Heckler & Koch said:


> Well I know 100% that none of my friends are furries and have no intention of ever joining the furfag fandumb.


 
Are you their only reference to it?


----------



## CannonFodder (Feb 23, 2011)

Heckler & Koch said:


> Well I know 100% that none of my friends are furries and have no intention of ever joining the furfag fandumb.


 The way I found out he is a furry is that he had a nude jessicaelwood drawing.
I asked him if he is a furry and he said, "...er sorta"
I wouldn't have known otherwise.


----------



## Mentova (Feb 23, 2011)

MurcielagoMedula said:


> Are you their only reference to it?


 They don't know that I'm a furfag. Except for one but he thinks I quit it.


----------



## MurcielagoMedula (Feb 23, 2011)

Heckler & Koch said:


> They don't know that I'm a furfag. Except for one but he thinks I quit it.


 
You seem to have a bit of a negative look on it yourself, so I can see why they would be deterred. Though thats just what I'm thinking, I may be completely wrong XP


----------



## Mentova (Feb 23, 2011)

MurcielagoMedula said:


> You seem to have a bit of a negative look on it yourself, so I can see why they would be deterred. Though thats just what I'm thinking, I may be completely wrong XP


 I do have a rather negative view of the fandom, how can you not? There are so many problems with it; mostly around sex and how prevalent it is. However at the same time I've met quite a few awesome people in it and personally I'm not in it for sex.


----------



## MurcielagoMedula (Feb 23, 2011)

Heckler & Koch said:


> I do have a rather negative view of the fandom, how can you not? There are so many problems with it; mostly around sex and how prevalent it is. However at the same time I've met quite a few awesome people in it and personally I'm not in it for sex.


 
Because I'm a part of it.

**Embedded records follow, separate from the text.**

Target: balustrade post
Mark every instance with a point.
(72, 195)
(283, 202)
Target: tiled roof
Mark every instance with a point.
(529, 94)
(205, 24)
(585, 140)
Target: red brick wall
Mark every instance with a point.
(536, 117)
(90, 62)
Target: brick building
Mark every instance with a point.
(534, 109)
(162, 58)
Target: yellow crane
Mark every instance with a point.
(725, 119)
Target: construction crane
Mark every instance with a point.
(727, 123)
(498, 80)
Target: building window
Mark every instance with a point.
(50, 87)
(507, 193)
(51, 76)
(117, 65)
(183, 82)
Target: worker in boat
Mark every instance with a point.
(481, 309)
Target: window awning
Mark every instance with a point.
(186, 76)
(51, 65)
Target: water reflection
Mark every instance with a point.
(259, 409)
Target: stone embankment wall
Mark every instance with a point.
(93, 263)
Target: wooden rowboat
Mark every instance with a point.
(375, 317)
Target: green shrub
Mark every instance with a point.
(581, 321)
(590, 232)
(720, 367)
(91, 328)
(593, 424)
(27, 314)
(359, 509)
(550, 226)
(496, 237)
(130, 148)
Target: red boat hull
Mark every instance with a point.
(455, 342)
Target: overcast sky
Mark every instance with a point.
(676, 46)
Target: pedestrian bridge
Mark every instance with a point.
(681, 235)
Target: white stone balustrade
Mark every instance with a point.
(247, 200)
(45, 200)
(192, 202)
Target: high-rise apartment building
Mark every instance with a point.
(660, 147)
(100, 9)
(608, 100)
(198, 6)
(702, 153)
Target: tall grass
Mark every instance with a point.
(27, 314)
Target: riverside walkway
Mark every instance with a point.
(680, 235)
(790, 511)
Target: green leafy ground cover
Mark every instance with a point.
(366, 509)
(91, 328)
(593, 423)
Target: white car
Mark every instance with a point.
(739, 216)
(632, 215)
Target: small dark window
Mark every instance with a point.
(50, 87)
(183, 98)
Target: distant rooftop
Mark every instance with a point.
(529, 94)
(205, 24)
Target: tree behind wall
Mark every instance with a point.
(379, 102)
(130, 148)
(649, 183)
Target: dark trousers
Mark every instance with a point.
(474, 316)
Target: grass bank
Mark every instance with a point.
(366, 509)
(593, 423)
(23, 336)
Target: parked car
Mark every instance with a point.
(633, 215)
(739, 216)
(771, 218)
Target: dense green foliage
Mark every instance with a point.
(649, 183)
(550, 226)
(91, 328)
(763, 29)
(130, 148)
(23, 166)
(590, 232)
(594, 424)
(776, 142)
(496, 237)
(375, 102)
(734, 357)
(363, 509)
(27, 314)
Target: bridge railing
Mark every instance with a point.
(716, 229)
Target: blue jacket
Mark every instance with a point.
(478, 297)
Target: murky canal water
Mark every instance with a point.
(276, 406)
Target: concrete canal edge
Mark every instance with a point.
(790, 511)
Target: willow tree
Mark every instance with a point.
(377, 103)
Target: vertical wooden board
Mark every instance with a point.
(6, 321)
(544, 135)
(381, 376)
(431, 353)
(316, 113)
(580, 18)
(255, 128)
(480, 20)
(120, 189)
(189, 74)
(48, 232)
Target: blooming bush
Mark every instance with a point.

Most of you annoy me, but I would rather talk to you guys than people in a hume forum. As flawed as the fandom is, it's the kinks that make it fun. I mean, what would any of us do if we had no one to rage at?


----------



## Mentova (Feb 23, 2011)

MurcielagoMedula said:


> Because I'm a part of it. Most of you annoy me, but I would rather talk to you guys than people in a hume forum. As flawed as the fandom is,* it's the kinks that make it fun.* I mean, what would any of us do if we had no one to rage at?


 I disagree with that. I would be much happier if the furfag fandom was filled with furries like the ones I know and didn't have weird sexual kinks. Even though the weirdo furries are fun to make fun of.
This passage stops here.